I have discovered myself as a kind of laboratory for foreign-language learning.
One of the great gifts of my formation in the Capuchin Order was the chance to learn some Spanish. The brothers gave me two summers in Central America; in Costa Rica we attended a lovely language school and in Honduras we had the chance to live in the novitiate. During most of the time of my six years of Capuchin initial formation, I assisted at Sunday Mass in Spanish. For the last couple of years I served as lector. At the parish where I served as deacon, Spanish was the largest single language group.
I never knew Spanish very well, though. Unfortunately, I didn't use it that much in the parish where I served as a new priest, except occasionally as a retreat confessor. After a few years of relative disuse, it started to fade away somewhat.
However, I remember that when I first came to Italy, the friars who came to get me at the airport both spoke Spanish, and that's how I talked with them on that day. Over my first few days in Italy, as ironic as it sounds, some of my Spanish started to come back, more useful as it was than English for communicating with some of my new brothers.
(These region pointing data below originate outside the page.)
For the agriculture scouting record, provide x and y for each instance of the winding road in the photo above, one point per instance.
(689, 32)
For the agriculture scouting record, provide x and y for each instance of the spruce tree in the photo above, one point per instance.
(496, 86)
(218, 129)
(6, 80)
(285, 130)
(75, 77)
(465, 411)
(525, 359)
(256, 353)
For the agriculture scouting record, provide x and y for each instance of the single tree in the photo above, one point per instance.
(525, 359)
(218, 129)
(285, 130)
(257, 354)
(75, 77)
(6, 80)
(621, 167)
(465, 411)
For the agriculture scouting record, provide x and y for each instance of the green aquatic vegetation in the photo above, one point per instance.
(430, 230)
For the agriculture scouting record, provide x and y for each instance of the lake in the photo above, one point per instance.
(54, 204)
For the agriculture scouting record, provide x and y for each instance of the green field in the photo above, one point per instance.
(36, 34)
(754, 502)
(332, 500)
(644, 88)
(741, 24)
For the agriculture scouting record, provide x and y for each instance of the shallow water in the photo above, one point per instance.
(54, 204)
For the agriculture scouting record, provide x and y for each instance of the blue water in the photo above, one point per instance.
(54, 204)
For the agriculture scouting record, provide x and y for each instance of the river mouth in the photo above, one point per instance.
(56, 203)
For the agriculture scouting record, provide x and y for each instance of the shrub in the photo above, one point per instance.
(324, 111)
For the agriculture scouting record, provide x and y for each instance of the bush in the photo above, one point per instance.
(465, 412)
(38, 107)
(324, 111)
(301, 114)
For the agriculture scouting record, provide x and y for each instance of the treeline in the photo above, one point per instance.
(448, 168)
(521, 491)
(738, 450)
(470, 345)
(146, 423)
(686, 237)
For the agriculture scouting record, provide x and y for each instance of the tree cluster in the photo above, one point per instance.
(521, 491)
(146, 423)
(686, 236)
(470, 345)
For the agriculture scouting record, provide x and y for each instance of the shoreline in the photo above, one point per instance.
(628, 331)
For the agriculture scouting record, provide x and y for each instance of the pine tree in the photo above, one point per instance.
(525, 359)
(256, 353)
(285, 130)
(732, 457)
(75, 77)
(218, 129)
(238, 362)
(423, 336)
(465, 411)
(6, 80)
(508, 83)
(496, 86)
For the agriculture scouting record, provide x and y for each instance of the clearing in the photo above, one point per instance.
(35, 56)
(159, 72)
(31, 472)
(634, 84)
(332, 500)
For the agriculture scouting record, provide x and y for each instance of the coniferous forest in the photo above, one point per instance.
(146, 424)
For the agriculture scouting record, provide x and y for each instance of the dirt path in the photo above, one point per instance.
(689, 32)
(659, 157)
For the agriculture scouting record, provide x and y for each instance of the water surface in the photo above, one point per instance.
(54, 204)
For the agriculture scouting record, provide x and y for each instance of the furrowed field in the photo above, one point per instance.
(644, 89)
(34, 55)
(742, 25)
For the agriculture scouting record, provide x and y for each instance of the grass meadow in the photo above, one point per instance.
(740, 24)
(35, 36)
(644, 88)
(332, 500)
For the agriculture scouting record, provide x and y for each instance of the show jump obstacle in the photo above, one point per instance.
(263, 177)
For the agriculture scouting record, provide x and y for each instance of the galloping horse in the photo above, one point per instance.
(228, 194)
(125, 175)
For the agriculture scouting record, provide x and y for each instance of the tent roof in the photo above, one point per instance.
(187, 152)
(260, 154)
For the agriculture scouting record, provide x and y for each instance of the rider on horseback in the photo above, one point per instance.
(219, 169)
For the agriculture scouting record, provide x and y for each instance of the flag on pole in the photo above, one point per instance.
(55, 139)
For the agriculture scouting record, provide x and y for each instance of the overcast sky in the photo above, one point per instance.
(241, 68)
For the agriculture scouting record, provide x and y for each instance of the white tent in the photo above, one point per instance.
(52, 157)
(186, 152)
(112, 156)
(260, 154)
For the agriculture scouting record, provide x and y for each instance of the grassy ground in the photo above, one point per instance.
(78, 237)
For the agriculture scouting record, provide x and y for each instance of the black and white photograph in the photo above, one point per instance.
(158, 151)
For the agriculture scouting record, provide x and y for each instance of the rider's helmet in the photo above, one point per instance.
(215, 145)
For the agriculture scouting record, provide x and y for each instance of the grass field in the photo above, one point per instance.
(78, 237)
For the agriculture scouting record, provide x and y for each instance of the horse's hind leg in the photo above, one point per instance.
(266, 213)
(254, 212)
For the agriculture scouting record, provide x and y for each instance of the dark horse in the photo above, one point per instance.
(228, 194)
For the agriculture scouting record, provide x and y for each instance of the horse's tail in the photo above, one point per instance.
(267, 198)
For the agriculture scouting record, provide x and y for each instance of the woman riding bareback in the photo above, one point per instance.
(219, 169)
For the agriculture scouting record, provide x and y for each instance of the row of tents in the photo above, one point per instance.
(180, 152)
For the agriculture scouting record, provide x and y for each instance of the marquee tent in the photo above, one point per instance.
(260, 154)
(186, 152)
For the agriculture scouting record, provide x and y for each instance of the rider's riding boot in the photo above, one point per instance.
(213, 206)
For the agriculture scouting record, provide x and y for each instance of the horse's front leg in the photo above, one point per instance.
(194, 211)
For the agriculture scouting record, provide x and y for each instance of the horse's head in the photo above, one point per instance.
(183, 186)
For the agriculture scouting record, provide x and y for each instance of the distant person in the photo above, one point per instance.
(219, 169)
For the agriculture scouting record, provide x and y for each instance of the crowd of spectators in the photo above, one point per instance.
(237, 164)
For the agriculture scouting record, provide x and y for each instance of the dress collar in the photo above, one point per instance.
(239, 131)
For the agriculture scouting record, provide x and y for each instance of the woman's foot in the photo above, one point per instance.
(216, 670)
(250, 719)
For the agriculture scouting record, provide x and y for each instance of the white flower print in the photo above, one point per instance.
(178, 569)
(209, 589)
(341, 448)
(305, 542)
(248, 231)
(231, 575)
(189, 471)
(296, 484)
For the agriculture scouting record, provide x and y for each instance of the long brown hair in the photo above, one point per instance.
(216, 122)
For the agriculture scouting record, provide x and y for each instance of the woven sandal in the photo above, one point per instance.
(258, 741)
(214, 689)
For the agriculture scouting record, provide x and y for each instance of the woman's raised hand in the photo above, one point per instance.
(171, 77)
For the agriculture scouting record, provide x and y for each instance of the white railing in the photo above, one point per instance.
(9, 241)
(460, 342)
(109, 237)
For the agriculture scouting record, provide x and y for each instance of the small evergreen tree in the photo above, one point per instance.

I remember the occasional frustrated expression from my first Italian teacher when we encountered the sticking power of Spanish in my voice; I was always saying bueno instead of buono, pero instead of però, etc. But after three months of Italian school I knew Italian better than I ever knew Spanish. And then something funny happened; the Spanish disappeared.
I remember one day I was on Metro B on my way home from Italian school here in Rome. At Termini a Mexican-looking tourist got on the train.
¿Padre, hablas Español? he said.
"Yes, a little," I said in Italian.
I tried to speak Spanish. The words weren't there. Luckily for him in the directions he was seeking and me in my silliness, he turned out to be a Texan and spoke English. We laughed, he got off at Colosseo, I continued on my way home to Garbatella.
After this experience I experimented a little. I tried to think of words and expressions in Spanish and I couldn't think of them. Over time it got worse. When I finished my recommended dose of four months of Italian school, I couldn't even remember certain very basic terms. Taking up a technological metaphor, I decided that Italian had overwritten my Spanish, thereby erasing it.
However, a further experience has led me to modify this hypothesis. If I'm with the brothers, trying to speak in Italian, tell stories, be part of the ordinary conversation, that sort of thing, and I have a drink or two while I do it, sometimes Spanish words come back. Without thinking about it, I'll say día instead of giorno, or mismo instead of stesso. It's always little words like that, plain and common.
This has led me to guess that what has happened is that the little bit of Italian I have managed to learn has bullied my even littler bit of Spanish, such that it has retreated into my unconscious. If I loosen up my mind with a cup of wine, the Italian softens it's guard, and a Spanish word makes an escape into my speech now and then.
At least that's my current hypothesis.